Mendes, who recently sold his bee operation to Paramount Farming, an almond and pistachio producer, said his anecdotal evidence is enough to identify neonics as problematic.
“Companies will argue that it’s not at a toxic level, but what the observant beekeepers are seeing is that if you’re next to certain agricultural crops, your bees are always sick,” Mendes said.
Other Potential Killers
Ferguson said that eliminating the use of the pesticides would not save bee populations in Maryland, because they would still be sickened by the Varroa mite, a parasite that causes disease and deformities in honeybees by sucking a substance similar to blood from the invertebrates.
“It would be like if you took a parasite the size of a softball and stuck it to the back of your neck and had to carry it around all of your life and let it suck the blood out of you,” he said. “That is a mean, mean parasite that we need to get addressed.”
The mites, which are not a threat to native bee populations and first appeared here in the late 1980s, require regular treatment to stem their spread, said Karen Rennich, project manager at the Bee Informed Partnership, a collaboration of research labs and universities trying to better understand honeybee decline.
“You have to treat, so that’s time and money,” Rennich said. “The treatments aren’t free, the commercial guys are doing it from four to six times a year, there’s a lot of cost associated with treating.”
The research group works with beekeepers from around the country to determine how many bees are lost each year. Based on preliminary results, the group finds that about 23.1 percent of colonies kept in the U.S. were lost last winter. For the second year, losses were below the nine-year average, 28.7 percent.
Annual colony loss varies across the country. Oklahoma and Illinois lost nearly two-thirds of their colonies from April 2014 to April 2015, while Hawaii lost only 14 percent.
Ruth Berlin, executive director for the Maryland Pesticide Education Network, a coalition of health care, religious and other organizations that supported the Maryland proposal, said that with a more than 60 percent decline of bee populations in her state, beekeepers project their colonies could be completely gone in five years.

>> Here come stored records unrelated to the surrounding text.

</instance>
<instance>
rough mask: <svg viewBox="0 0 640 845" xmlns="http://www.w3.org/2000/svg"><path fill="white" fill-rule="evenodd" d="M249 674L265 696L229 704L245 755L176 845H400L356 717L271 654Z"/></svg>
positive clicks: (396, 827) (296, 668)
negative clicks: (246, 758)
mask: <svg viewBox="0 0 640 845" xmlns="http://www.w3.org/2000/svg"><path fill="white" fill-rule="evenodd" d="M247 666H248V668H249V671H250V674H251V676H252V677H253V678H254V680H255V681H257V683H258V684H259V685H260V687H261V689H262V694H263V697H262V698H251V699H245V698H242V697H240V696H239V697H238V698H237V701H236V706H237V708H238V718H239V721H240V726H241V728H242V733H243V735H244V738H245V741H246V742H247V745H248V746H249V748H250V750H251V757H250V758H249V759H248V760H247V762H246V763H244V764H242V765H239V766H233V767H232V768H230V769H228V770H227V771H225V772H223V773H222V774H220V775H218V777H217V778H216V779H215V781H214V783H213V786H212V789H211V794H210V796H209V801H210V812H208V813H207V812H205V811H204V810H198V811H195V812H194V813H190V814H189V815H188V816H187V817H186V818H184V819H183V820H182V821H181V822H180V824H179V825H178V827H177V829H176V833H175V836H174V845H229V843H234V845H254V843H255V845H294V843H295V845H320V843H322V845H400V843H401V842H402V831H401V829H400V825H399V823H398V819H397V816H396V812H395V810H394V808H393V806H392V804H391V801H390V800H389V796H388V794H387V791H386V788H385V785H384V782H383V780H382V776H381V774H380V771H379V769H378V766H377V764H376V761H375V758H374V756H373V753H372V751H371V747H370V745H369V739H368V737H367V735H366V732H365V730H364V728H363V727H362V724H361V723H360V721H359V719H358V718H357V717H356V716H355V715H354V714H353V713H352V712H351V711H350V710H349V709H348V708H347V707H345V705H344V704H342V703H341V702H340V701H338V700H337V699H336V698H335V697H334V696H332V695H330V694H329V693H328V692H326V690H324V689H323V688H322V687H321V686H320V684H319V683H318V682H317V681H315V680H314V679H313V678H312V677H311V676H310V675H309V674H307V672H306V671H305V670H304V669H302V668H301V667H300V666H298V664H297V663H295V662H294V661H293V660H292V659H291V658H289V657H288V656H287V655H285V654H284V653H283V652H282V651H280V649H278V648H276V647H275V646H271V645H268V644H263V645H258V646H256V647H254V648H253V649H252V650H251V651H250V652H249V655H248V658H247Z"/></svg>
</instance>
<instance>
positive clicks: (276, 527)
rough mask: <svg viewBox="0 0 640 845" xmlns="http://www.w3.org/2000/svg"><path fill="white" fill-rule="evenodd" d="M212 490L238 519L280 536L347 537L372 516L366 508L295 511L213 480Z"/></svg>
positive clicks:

There is much less data available regarding how many native bees are lost each year, said Sam Droege, a wildlife biologist with the U.S. Geological Survey.
Scientists are still working to identify all of the country’s native bee species and how they interact with different plants, he said.

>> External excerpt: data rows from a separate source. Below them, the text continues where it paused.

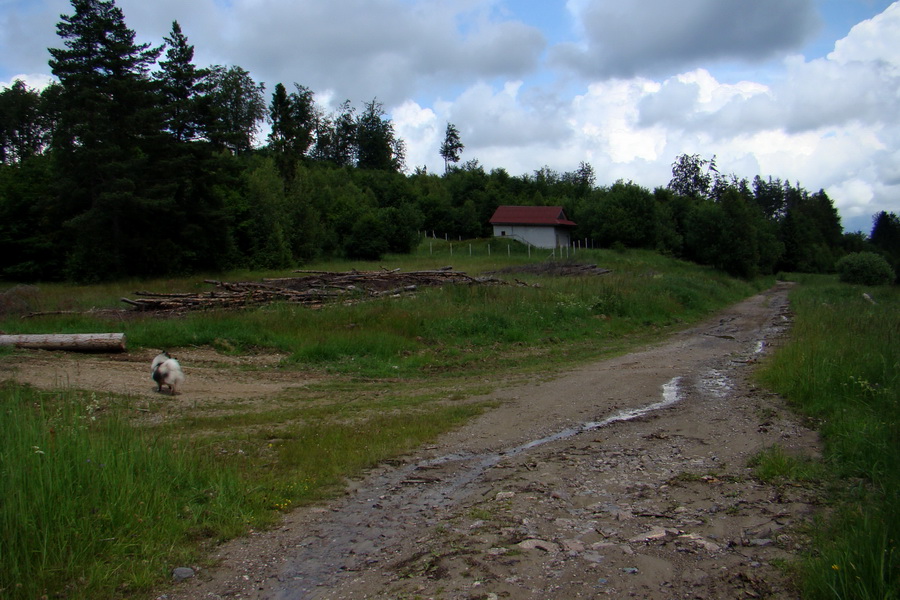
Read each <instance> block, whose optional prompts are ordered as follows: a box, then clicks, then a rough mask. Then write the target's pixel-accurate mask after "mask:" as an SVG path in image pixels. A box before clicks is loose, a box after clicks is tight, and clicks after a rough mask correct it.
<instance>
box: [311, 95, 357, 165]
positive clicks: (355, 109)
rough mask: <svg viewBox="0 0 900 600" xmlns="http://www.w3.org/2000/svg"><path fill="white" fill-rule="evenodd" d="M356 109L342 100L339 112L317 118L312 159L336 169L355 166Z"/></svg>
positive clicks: (344, 100) (355, 160) (355, 153)
mask: <svg viewBox="0 0 900 600" xmlns="http://www.w3.org/2000/svg"><path fill="white" fill-rule="evenodd" d="M356 147H357V144H356V109H355V108H353V106H352V105H351V104H350V101H349V100H344V102H343V103H342V104H341V106H340V110H339V112H337V113H335V114H333V115H331V116H329V117H319V119H318V120H317V122H316V144H315V148H314V150H313V157H314V158H316V159H317V160H320V161H324V162H329V163H331V164H333V165H336V166H338V167H349V166H352V165H354V164H356Z"/></svg>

“It gets complicated because there are 4,000 species and they do 4,000 different things,” Droege said. “The basic issue is they are really in sync with native plants, they evolved together. You can’t just plant a bunch of freaking clover and save the native bees.”
Many native bees are “specialists,” Droege said, and need location-specific plants to survive. Many ornamental plants don’t help wild bees because they are often devoid of pollen and nectar. Others, like plants sold in big box stores, are often treated with neonics, he said.
He also points to the expansion of the ethanol industry as harmful to native bees. Cornfields are pollinated by wind, not bees. As corn replaces native crops, bees see their habitat decline.